Отец осекся. Задумался. Огляделся, точно бы отыскивая глазами синюю даль.
– Да очень просто, – как-то буднично, не похоже на самого себя ответил отец. – Наступила весна, Волга, как всегда, разлилась, все озера соединились в огромное зеркало, а в июне берега их не обозначились, вода не отступила. И многие люди все лето приходили на Венец и поглядывали в сторону симбирской поймы: а вдруг чудо случится, и изумрудные берега озер засияют, и засинеют сами озера? Но чуда не случилось.
Я тогда служил в армии, на границе, на реке Буг, а думал все об озерах, о Волге и воложках[4]. И мне как раз дали отпуск на десять дней. Приехал домой, и первым делом на озера. А озер-то нет, и воложки малой нет, и домика бакенщика нет, и избушки лесничего, в честь внучки которого назвали одно из озер Наташкиным – тоже. Одни волны серые, грустные. А горожане только и показывают друг другу: там стадо паслось, там землянки были ухетаны, там шиповник собирали по осени. А вон там и там острова наши где-то – Попов, Середыш…
– А твои друзья, Виха, Доган?
– Про Догана другой раз расскажу, мы с ним в одном техникуме учились. Ну а Виха начал работать на заводе, был токарем превосходным, часто приходил к нам в гости. Но сколько бы я ни звал его на летнюю рыбалку, он только ругался и махал рукой: «Как можно говорить о какой-то рыбалке, если поплавок от волны клонится, кругом течение и муть? Нет уж, если не стало родных моих зеркальных озер пойменных, не стало, значит, и меня как летнего рыболова. Ни за что не закину удочку в это безобразие. Зато зимой – другое дело. Передо мной луночка – маленькое тихое озеро. И никого на его берегу. Будто окошко в лето, будто окошко в детство. Такая рыбалка еще сойдет».
– Мы с ним, – продолжал отец, – ловили зимой на реке Черемшан, и каждый раз он называл лунку маленьким озером. А летом в сторону Волги вообще не смотрел. Жаль, умер рано.
Теперь-то я догадываюсь, что папины друзья вряд ли изъяснялись столь красиво. Они, наверное, могли что-то подобное чувствовать, а Батька уж проговаривал, договаривал за них…

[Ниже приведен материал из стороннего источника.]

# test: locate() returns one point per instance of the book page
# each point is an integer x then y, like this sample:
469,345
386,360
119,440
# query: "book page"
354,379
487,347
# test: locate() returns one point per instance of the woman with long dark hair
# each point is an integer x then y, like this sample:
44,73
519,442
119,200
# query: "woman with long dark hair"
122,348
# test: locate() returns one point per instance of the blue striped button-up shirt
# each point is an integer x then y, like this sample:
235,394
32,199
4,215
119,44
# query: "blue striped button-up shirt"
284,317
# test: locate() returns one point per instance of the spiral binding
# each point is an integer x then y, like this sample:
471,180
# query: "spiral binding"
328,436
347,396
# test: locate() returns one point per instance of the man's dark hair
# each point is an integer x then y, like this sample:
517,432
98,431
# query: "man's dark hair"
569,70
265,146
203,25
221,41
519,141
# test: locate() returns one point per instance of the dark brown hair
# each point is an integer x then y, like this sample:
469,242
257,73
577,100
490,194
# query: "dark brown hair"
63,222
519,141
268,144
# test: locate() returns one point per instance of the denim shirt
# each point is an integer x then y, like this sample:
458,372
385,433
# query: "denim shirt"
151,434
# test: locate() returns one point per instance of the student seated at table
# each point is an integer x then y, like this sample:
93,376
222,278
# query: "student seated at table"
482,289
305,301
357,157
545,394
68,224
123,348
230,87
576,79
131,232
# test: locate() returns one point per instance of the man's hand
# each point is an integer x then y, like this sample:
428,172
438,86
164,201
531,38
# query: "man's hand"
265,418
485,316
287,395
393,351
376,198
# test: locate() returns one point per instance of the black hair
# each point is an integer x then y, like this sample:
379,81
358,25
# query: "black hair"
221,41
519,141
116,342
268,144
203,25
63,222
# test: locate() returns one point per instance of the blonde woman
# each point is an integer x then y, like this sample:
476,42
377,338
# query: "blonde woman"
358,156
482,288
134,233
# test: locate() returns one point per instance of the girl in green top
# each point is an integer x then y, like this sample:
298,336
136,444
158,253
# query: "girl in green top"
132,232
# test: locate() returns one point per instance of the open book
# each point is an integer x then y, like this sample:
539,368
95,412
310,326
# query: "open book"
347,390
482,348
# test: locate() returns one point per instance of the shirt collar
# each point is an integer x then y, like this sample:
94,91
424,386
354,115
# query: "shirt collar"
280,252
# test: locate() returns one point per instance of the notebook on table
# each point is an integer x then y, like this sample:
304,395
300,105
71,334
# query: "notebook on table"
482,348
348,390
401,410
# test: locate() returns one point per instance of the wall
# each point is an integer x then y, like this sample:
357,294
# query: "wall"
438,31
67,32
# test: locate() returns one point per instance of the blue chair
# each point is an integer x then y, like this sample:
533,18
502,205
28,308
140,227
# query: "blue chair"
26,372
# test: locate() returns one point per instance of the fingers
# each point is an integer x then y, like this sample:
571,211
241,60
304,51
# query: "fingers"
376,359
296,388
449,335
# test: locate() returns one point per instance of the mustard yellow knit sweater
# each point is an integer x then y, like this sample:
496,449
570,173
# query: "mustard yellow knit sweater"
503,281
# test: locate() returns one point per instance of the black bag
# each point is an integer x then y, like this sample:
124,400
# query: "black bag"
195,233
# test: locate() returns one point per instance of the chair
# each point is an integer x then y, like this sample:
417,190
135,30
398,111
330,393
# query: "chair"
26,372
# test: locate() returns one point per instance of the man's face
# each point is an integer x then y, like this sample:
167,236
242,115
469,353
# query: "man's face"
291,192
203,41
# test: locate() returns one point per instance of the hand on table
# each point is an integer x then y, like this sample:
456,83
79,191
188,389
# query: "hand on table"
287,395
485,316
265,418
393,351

Тут слышался голос мамы из другой комнаты: «Опять ты забиваешь голову ребенку Вихами и Доганами, а у него по алгебре двойка и тройка, и контрольная полугодовая скоро».
А потом, чуть изменив голос: «Да, заходил к нам такой чудак, добрый, видимо, человек, и очень несчастный. И что ни слово – то о заливных озерах, о пойме. Странное имя – Виха…»
* * *
Как сказалось уж, из одного города на Волге мы перебрались в другой. И мечта Батьки сбылась: мы с ним рыбачили, бывало, дни, недели, а то и месяцы напролет. И зимой, и летом. И в тихих заводях, и на бурном фарватере. Мы проходили самыми узенькими январскими тропинками, мы попадали в самые отчаянные июньские грозы, мы исчезали на лодке в утреннем тумане. Мы вообще исчезали для всего остального мира, когда оказывались на воде. И когда Батька уставал, я, как мама и предрекала, тащил его на рыбалку. Мы полюбили Большое озеро, в которое впадала маленькая речка, называющаяся Ставом. Здесь, на маленьком, узеньком Ставу, заросшем старыми белоствольными осокорями, как и на широком озере, впрочем, ждали нас встречи с людьми. Жаль было бы этих людей позабыть навсегда, потерять их живые голоса. Ну так, значит, и договорю за них, как Батька за своих друзей договаривал.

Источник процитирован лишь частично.